Similar to other seaweed crops globally, the early success of open water Kappahycus (sensu lato) cultivation in the developing countries has mostly relied on the vegetative propagation, via cuttings, of a relatively small genetic stock. Little innovation has been applied and after 40 years, problems such as loss of strain vigour, decrease in biomass, susceptibility to disease outbreaks and epiphyte infestations, in part worsened by climate change, have led to decreased growth performance and carrageenan quality (yield, gel strength and molecular weight). To underpin crop improvement, it is necessary to intensify early efforts towards the characterisation of the seaweed bioresource. In parallel, SAMS, notably via GlobalSeaweed (the predecessor to the GlobalSeaweedSTAR programme), has been pioneering new non-invasive methods for cost-effective algal phenotyping, strain selection, and crop improvement. This Research Area initiates a holistic strategy towards sustainable crop improvement, starting from the initial identification of existing genetic resources, to the establishment of seedbanks to supply farmers with healthy and high performing stock, and the test of new strains for resistance to abiotic and biotic stresses.
Socioeconomic resilience
Team Leaders: Louise Shaxson (Lead, ODI), Professor Grant Stentiford (CEFAS) and Professor Elizabeth Cottier-Cook (SAMS)

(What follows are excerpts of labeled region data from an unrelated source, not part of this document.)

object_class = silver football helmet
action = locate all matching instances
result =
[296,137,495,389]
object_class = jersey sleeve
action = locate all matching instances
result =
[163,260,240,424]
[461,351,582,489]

Our Question: How do different approaches to risk management, gender issues and national and international policies contribute to poverty-reducing economic growth and resilience in seaweed producing DAC-list countries?
Seaweed farming has the potential to contribute significantly to economic growth in coastal communities, but there have been few detailed studies. In Tanzania, seaweed farming has increased incomes, but changes in the world market for seaweed products, and the farming environment, have been disruptive. The productivity of species such as Kappaphycus alvarezii has declined, resulting in the adoption of other species such as Euchema denticulatum, but at reduced prices. As productivity and profitability have declined, the gender balance of the industry has also changed. In some areas, men have left the industry in search of more consistent incomes, though women have seen seaweed farming as an opportunity to earn a good-living, even if only working part time. As the seaweed industry grows and diversifies into new species and geographical areas this will change the socio-economic landscape of the coastal communities where it is farmed, their resilience to climate-induced and economic shocks and the potential for inclusive economic growth. Developing national and international policies (see Biosecurity Practices & Policy) and legislation around farm management practices and biosecurity for seaweed cultivation (and other organisms that may carry seaweed or seaweed diseases) must take these potential changes into account.